Trick or Treating and Why Failing Open is Failing Safe

This article was originally purchased in October of 2012 on 10GbE.net.
Revised on 11/1 with additional technical details found at the end.

Tomorrow children across the US will be going door to door begging for candy, my teenager will be one of them.  Suppose you weren’t home, would you appreciate it if they let themselves in, and rummaged through your home looking for treats?  How about if they also stole your extra front door key, and used your home to party whenever you weren’t home. This is what botnets do. Some years ago it was demonstrated that a new “out of the box Windows PC” without updates survived exactly 20 minutes when attached directly to the Internet.
 
Some network hardware vendors consider this approach acceptable.  They’ve gone to great lengths to design hardware so that when the server dies the network “fails-closed” (in the electrical sense) meaning that traffic continues to flow through the network unchecked.  Now if this approach was used to enhance the networking experience, perhaps traffic shaping or load balancing, I could see how this might be a selling point. What we need to avoid is having engineers design security appliances that “fail-closed”. Security adapters should always “fail-open” or “fail-safe”. Today unknowingly our firewalls, and systems are probed & assaulted hourly as pawns in a cyber war waged by individuals, corporations & nation states. I bring this up because we recently came across a line of Intrusion Prevention Systems (IPS) that offered this as a feature, seriously.
 
Imagine you hire a doorman to increase the safety of your home, and early on Halloween evening he dozes and falls off the porch into the bushes sound asleep. This is “failing-closed”. I’d rather if my doorman was to fall asleep that he slumped against the door totally blocking entry “failing-open” or “failing-safe”. How does your 10GbE IPS or IDS fail?
 
Additional Technical Details
I’ve been asked how “failing-closed” actually works. The simple analogy is a single lens reflex camera. These are the big bulky cameras that professional photographers have used for decades. How they work is simple, light enters through some very expensive lenses on the front of the camera. A mirror reflects that light up to an eye piece so you can compose your picture.

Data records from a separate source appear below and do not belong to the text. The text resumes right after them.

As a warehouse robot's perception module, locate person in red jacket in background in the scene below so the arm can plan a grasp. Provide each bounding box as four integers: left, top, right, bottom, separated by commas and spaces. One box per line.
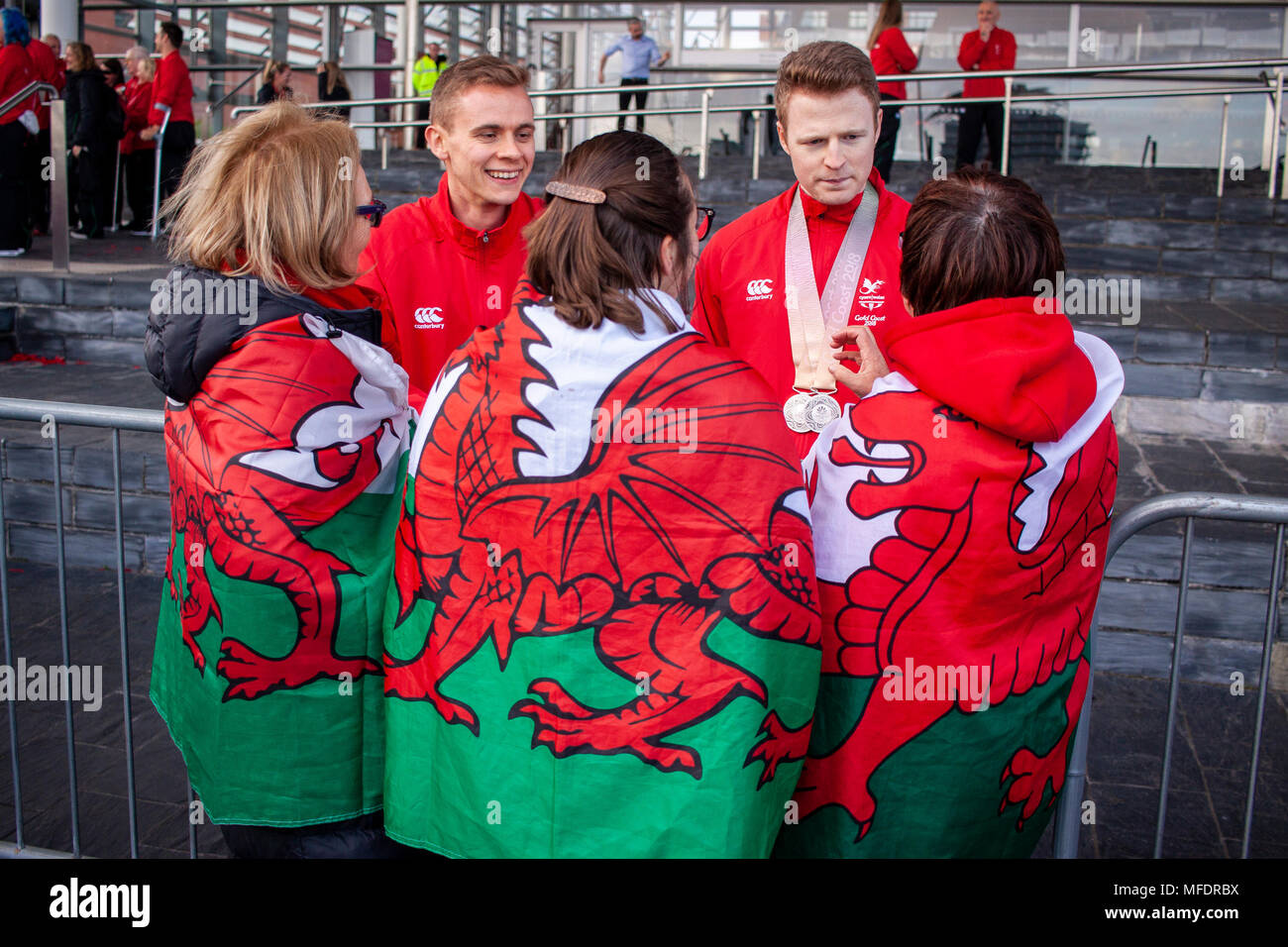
0, 7, 36, 257
693, 42, 909, 458
358, 55, 545, 408
868, 0, 917, 183
956, 0, 1015, 170
27, 20, 67, 233
139, 22, 197, 208
121, 47, 158, 237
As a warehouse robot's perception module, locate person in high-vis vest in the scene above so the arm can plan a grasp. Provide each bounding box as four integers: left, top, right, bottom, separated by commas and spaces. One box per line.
411, 43, 447, 149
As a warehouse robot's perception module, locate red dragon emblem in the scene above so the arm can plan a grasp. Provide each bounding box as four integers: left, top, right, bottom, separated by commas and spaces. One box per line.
385, 299, 819, 785
795, 386, 1118, 839
166, 316, 406, 701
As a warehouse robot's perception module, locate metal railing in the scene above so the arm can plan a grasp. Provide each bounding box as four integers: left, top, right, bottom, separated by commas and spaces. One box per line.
232, 58, 1288, 190
0, 386, 1288, 858
1055, 493, 1288, 858
0, 398, 206, 858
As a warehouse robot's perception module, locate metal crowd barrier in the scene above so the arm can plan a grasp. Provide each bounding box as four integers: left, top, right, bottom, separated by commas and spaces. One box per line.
1055, 492, 1288, 858
0, 398, 1288, 858
0, 398, 197, 858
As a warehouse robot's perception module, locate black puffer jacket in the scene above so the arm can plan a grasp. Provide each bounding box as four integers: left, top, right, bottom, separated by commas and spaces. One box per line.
63, 69, 116, 151
143, 266, 380, 403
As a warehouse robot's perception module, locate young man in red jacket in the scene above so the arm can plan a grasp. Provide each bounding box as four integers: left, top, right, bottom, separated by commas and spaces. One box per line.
957, 0, 1015, 170
139, 22, 197, 208
693, 42, 909, 456
358, 55, 545, 399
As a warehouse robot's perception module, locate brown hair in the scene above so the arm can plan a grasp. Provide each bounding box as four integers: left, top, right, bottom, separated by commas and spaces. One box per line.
774, 40, 881, 129
64, 40, 98, 72
161, 100, 366, 292
899, 167, 1064, 316
523, 132, 695, 333
429, 55, 528, 129
322, 59, 353, 95
868, 0, 903, 52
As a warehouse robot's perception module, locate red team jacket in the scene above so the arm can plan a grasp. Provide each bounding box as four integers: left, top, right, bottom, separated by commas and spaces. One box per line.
358, 174, 545, 399
957, 26, 1015, 99
693, 171, 911, 456
872, 26, 917, 99
149, 51, 193, 125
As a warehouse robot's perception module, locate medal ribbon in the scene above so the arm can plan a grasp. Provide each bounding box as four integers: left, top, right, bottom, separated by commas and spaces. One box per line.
783, 183, 877, 391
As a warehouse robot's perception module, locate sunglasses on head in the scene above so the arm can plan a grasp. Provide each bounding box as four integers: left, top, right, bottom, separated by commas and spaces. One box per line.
695, 207, 716, 241
358, 197, 389, 227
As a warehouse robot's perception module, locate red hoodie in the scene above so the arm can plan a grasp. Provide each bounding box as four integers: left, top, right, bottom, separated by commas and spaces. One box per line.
27, 39, 67, 129
791, 297, 1124, 857
0, 43, 36, 126
872, 26, 917, 99
957, 26, 1015, 99
358, 174, 545, 407
693, 170, 909, 456
149, 51, 193, 128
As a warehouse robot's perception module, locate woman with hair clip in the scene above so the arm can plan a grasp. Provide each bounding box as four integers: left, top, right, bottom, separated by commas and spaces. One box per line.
255, 59, 293, 106
383, 132, 819, 857
868, 0, 917, 183
146, 102, 409, 858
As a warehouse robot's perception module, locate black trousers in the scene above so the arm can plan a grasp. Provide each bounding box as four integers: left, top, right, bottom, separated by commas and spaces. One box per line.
872, 91, 903, 183
954, 102, 1004, 171
617, 78, 648, 132
76, 148, 116, 237
219, 811, 435, 858
157, 121, 197, 207
121, 149, 158, 231
0, 121, 33, 250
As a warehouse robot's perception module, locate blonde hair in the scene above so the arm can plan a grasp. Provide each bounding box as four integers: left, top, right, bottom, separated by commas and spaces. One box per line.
161, 102, 362, 292
64, 40, 98, 72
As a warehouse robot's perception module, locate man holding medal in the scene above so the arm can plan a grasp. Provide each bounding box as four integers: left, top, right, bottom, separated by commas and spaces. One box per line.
693, 42, 910, 458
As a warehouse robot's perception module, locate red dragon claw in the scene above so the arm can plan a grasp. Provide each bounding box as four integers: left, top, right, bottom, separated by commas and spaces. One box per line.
383, 652, 480, 737
743, 710, 810, 789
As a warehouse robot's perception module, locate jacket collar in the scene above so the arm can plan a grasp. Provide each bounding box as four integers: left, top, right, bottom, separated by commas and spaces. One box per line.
425, 171, 523, 253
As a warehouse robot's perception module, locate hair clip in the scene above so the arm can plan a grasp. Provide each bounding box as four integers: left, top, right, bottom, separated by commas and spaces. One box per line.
546, 180, 608, 204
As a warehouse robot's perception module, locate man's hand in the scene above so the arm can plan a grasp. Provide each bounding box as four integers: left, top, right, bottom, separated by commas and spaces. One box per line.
832, 326, 890, 398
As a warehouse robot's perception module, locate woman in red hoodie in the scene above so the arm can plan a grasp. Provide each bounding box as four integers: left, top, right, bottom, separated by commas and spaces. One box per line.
780, 168, 1124, 857
121, 55, 158, 237
868, 0, 917, 181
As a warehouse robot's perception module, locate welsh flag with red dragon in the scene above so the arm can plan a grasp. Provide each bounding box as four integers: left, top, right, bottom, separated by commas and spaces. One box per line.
385, 286, 819, 857
776, 297, 1124, 858
152, 307, 409, 826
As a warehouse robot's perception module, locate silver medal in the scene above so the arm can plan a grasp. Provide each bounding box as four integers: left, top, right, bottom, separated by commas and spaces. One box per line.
805, 391, 841, 433
783, 391, 810, 434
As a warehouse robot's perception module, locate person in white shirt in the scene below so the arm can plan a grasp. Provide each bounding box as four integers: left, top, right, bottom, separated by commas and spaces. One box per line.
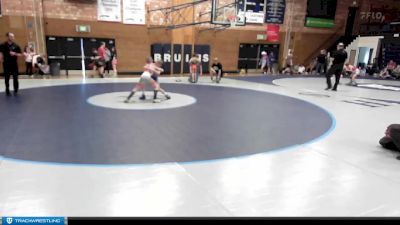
24, 46, 36, 76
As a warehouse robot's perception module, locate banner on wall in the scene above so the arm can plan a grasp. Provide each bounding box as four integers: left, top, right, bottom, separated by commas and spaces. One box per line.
122, 0, 146, 25
267, 24, 279, 42
151, 44, 210, 75
97, 0, 121, 22
238, 0, 268, 23
265, 0, 286, 24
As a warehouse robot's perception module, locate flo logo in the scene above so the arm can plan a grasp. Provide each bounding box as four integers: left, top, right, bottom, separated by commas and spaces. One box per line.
360, 12, 386, 23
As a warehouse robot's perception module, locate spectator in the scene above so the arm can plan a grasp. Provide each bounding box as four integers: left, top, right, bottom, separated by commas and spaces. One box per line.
0, 32, 23, 96
284, 49, 294, 74
210, 58, 223, 84
317, 49, 327, 75
96, 42, 107, 78
379, 60, 397, 79
24, 46, 36, 76
259, 51, 269, 74
111, 47, 118, 77
269, 51, 278, 74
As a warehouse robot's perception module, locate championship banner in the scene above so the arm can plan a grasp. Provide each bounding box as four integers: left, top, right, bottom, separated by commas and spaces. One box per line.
2, 217, 65, 225
265, 0, 286, 24
122, 0, 146, 25
238, 0, 265, 24
267, 24, 279, 42
97, 0, 121, 22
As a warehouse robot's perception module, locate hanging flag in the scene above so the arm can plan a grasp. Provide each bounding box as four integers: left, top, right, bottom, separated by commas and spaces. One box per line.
122, 0, 146, 24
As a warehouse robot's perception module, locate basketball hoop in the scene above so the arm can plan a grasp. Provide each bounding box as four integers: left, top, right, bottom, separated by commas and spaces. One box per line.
228, 15, 236, 27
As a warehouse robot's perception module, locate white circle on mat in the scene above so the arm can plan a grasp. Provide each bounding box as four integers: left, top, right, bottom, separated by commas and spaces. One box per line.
87, 92, 197, 110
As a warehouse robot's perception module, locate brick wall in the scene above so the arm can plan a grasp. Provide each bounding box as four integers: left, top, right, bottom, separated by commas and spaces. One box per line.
0, 0, 399, 70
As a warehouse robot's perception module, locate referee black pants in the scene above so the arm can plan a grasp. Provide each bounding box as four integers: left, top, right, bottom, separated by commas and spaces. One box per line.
326, 63, 344, 90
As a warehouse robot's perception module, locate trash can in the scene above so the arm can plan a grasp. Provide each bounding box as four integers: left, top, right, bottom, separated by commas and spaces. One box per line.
50, 62, 60, 76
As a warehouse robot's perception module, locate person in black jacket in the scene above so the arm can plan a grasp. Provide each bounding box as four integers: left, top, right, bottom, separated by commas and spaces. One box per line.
325, 43, 347, 91
0, 32, 23, 96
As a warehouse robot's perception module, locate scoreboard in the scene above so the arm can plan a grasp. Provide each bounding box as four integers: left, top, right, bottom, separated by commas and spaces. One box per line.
305, 0, 337, 28
238, 0, 266, 24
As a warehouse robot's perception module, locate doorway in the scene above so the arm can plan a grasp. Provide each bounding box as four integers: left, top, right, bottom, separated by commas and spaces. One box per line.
238, 44, 279, 70
345, 7, 358, 36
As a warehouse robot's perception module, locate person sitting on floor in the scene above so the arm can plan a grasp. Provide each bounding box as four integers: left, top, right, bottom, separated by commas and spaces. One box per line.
379, 60, 397, 79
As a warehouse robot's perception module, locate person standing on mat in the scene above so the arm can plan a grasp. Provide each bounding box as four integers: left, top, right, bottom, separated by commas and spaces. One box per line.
0, 32, 23, 96
325, 43, 347, 91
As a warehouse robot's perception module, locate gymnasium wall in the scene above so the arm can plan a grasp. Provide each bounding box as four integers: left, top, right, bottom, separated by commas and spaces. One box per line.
0, 0, 394, 72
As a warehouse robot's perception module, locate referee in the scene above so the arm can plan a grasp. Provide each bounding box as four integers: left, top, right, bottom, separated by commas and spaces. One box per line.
325, 43, 347, 91
0, 32, 23, 96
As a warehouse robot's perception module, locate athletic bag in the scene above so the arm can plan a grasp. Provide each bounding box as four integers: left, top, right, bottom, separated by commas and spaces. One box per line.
379, 124, 400, 151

When the camera is on, and you depress the shutter release that mirror quickly flips out of the way to expose your film or the CCD in your digital SRL, then the mirror flips back much like the shutter in even older style cameras.
 
With network adapters that fail open consider the first network port as the lens and the second network port as the eye piece. When the card is powered off it is in bypass mode, “failing-closed”, a mirror (actually an optical MEMS) takes the light entering the first port and sends it to the second and vice-versa. When the network adapter is fully powered on, and the drivers have all successfully loaded the mirror can be flipped open and the 10GbE ASIC chip sees all the traffic and can selectively pass traffic back and forth between the ports. It can also send traffic up to the server, and the server can then send traffic out one or both ports. It’s a very flexible approach, but the use case is not very common and the cards are often priced five times higher than competing dual port cards.
 
Thanks to Gary Archer from Emulex for suggesting this topic.